Donald Trump a récemment réunie les leaders des grandes compagnies pétrolières américaines à la Maison Blanche afin de les inciter à investir massivement au Venezuela. Le président a déclaré : "Vous aurez une sécurité totale", insistant sur la volonté des États-Unis de gérer directement les relations avec les entreprises, sans passer par Caracas.
"Nous allons explorer comment les grandes entreprises américaines peuvent rapidement reconstruire l'industrie pétrolière vénézuélienne et produire des millions de barils pour le bénéfice des États-Unis et du peuple vénézuélien," a ajouté Trump. Le vice-président JD Vance et d'autres membres de l'administration ont également assisté à la réunion.
Les entreprises présentes incluent Chevron, ExxonMobil, et Shell, entre autres. Seul Chevron détient actuellement une licence pour opérer au Venezuela, tandis qu'ExxonMobil et ConocoPhillips ont quitté le pays pour des raisons liées à des réglementations strictes imposées par l'ancien président Hugo Chavez.
Selon l'Organisation des pays exportateurs de pétrole (OPEP), le Venezuela détient les plus grandes réserves de pétrole au monde, dépassant les réserves saoudiennes. Cependant, en raison d'années de sous-investissement, la production actuelle connaît une stagnation, plafonnée à environ un million de barils par jour.
Trump voit dans cette situation une opportunité tant pour la diminution des prix du pétrole que pour un retour en force des entreprises américaines dans un marché largement inexploité. Cependant, attirer des investissements reste un défi face à l’instabilité politique du pays et aux enjeux de sécurité soulignés par plusieurs experts.
Le ministre américain de l’Énergie a mentionné qu’il pourrait être possible d’atteindre une production supplémentaire de centaines de milliers de barils par jour, à condition que la situation politique s’améliore. De plus, il a reconnu que la rénovation des infrastructures nécessitera des milliards de dollars et prendra du temps. En attendant, le gouvernement américain prévoit d’expédier des équipements et d’experts pour aider à moderniser les installations.
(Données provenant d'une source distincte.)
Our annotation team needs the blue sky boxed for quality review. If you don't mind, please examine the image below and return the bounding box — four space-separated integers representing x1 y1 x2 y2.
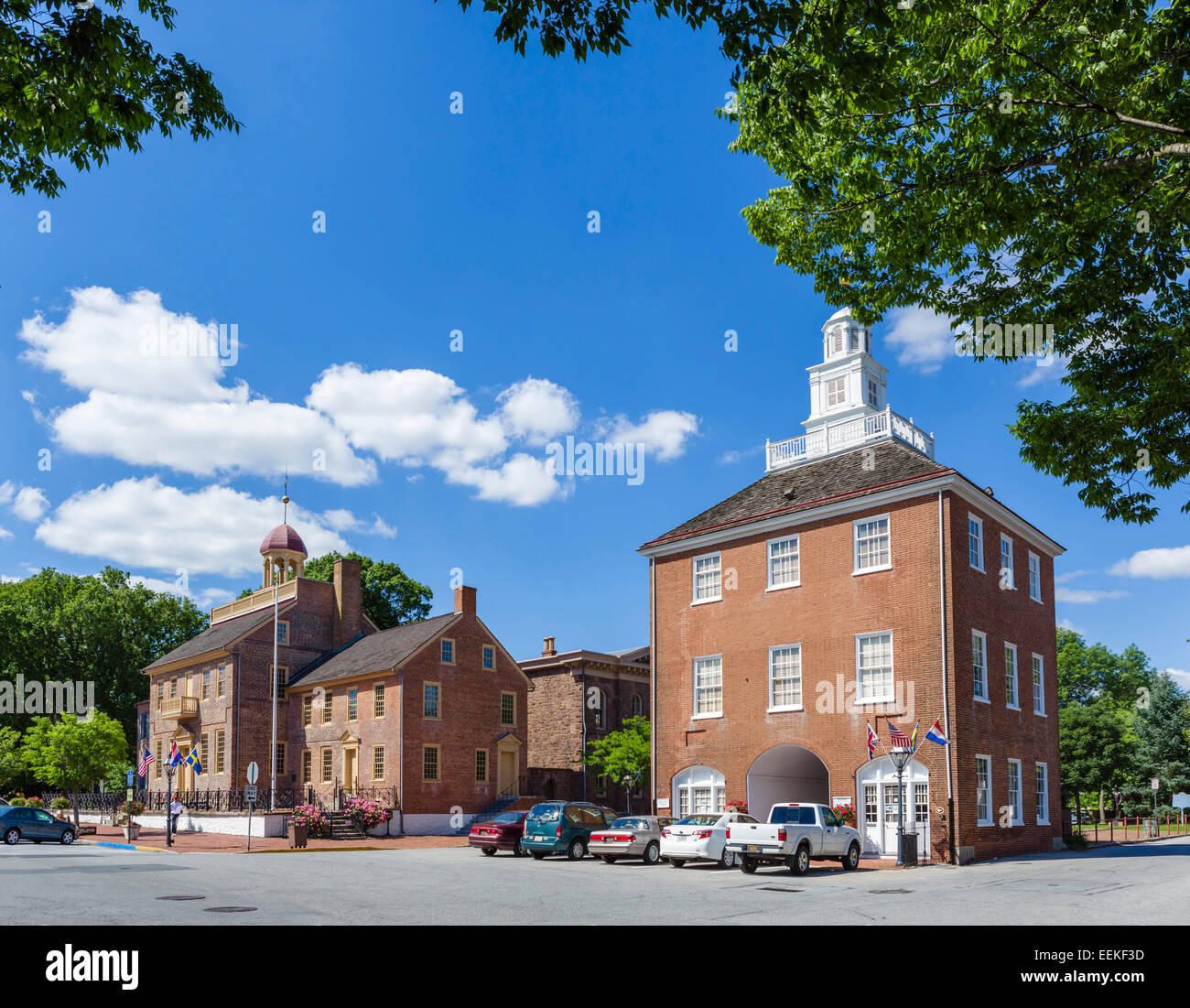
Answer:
0 0 1190 683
Dans ce contexte, Washington pourrait envisager de lever certaines sanctions pour faciliter la vente de pétrole vénézuélien sur le marché international. Cependant, cela dépendra de la capacité du Venezuela à créer un environnement favorable à des investissements durables.
Le débat sur l'avenir du secteur pétrolier vénézuélien illustre les tensions permanentes entre l'opportunité économique et les défis politiques. Des analystes estiment que même avec des investissements étrangers, la résolution des problèmes structurels du secteur prendra un temps considérable, mais pourrait également favoriser l'amélioration des relations diplomatiques entre Washington et Caracas.